Graham Reid | | 3 min read
The cartoon shows two old guys in the television room of a resthome. One says, "There's nothing left to live for."
The other replies, "Yeah, there is. I'm watching the Ken Burns’ series on jazz and want to find out how it turns out."
The joke - if there is one - is we all know how jazz turned out: the once universally popular music divided and subdivided into factions so that today the word "jazz" is effectively meaningless as a definition. Although the music is still alive, and every historical style is still played somewhere, that's how jazz turned out: a house divided.
The other, and somewhat more subtle part of that cartoon - especially for those who have seen Burns' documentary - is that the 10-episode series doesn't tell you how jazz turned out.
The series, which won an Emmy award, pretty much leaves its subject in the early Sixties - the final episode hurriedly encompassed 1960 to the present - so around half the history of this music, the most complex part, is barely acknowledged.
And because what precedes that episode is so insightful, lively, thorough and enjoyable, that is a major disappointment.
Jazz doesn't “turn out“.
There are other quibbles too. The series' "senior creative consultant" Wynton Marsalis drove the agenda from his neo-conservative perspective and commands too much screen time; musicians such as Sonny Rollins, Ornette Coleman and Joe Henderson could, and should, have been interviewed; there are startling omissions as well as several musicians who don't get enough attention (Bill Evans, Charles Mingus, Stan Getz, Cecil Taylor are cruelly and unfairly dismissed with no right of reply); and so on.
But in the grand swathe Jazz cuts - and it is grand, and it does cut it - the early music is well represented.
What Burns and his crew did was compile 2400 still photographs, more than 2000 film excerpts, and dozens of interviews to create a sense of what jazz was all about.
And they allowed the music to be placed back into its historical context, which, oddly enough, seemed to make it more relevant than ever.
When Dave Brubeck weeps about seeing, as a child, the wounds on a black worker on his father's farm you feel the past seep directly into the present. At such times, and they are frequent and necessary, Jazz rises beyond being about music into something much more ambitious. It, as with Burns’ similarly conceived film history and meditation on baseball, is about American life.
The complete series is available as four nicely packaged boxed DVDs and, despite its faults, deserves to be in any serious music collection. And anyone interested in the social history of America in the first and formative half of last century should see it.
Race is the context from which this music emerged, and in turn the music reflected social change.
You quickly understand why critic Leonard Feather considered jazz America's classical music. It encompassed every human emotion and aspiration, and artists as towering as Louis Armstrong and Duke Ellington could assimilate all that and send it back into the world in memorable music.
Burns and his team bring to life the stories of these greats.
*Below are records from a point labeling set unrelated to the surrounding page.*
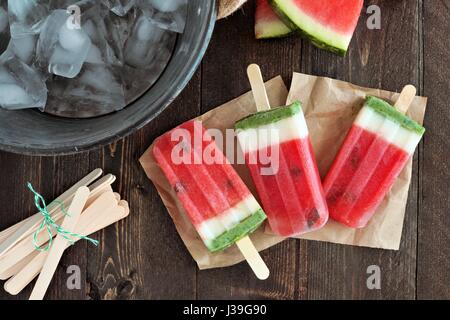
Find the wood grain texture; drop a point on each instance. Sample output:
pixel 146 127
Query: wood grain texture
pixel 232 49
pixel 388 59
pixel 433 277
pixel 143 256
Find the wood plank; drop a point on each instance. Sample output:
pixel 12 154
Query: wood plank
pixel 50 176
pixel 232 49
pixel 433 276
pixel 388 59
pixel 143 256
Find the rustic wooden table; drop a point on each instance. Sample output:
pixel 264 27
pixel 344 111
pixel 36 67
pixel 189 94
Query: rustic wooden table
pixel 144 258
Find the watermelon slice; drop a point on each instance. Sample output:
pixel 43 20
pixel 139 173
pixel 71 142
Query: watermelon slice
pixel 329 24
pixel 267 23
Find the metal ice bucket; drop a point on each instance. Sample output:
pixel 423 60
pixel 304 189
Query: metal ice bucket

Armstrong is given his due as an innovator and builder of bridges between races and cultures in a world that today seldom sees him as little more than an Uncle Tom who sang Hello Dolly and Wonderful World.
There's the tragic life of the genius Charlie Parker; Ellington as a difficult, emotional, workaholic hero; Brubeck as someone deeper than his audience.
There are many -- too many -- stories of talent squandered, of genius only briefly realised. Here is "the troubled daughter of a Baltimore housemaid whose distinctive singing transcended the limitations of her own voice and routinely transformed mediocre into great art". Her name was Billie Holiday and the final images of her are steeped in sorrow.
Yes, it's a measure of how extraordinary this series is that even after its 17 hours have run their course there is still disappointment at the incompleteness of the project.
But maybe Burns is right, that today jazz is a Tower of Babel from which civilians and their appreciation of this music - and its rich, diverse history - have been frightened off by the clouds of dust from critics.
Burns and his team have blown away the clouds and the critics, and have let the story of the music speak for itself and its songs heard anew.
It is full of engaging personal stories (of sometimes less-than-engaging characters) and of course endlessly inventive music and musicians.
As Time magazine's Jay Cocks said, "Jazz is great television about great music." And on DVD it can get the freeze-frame, rewind and repeat-plays it deserves.
And because this music is alive today, jazz will just carry on. It'll be interesting to see how it turns out.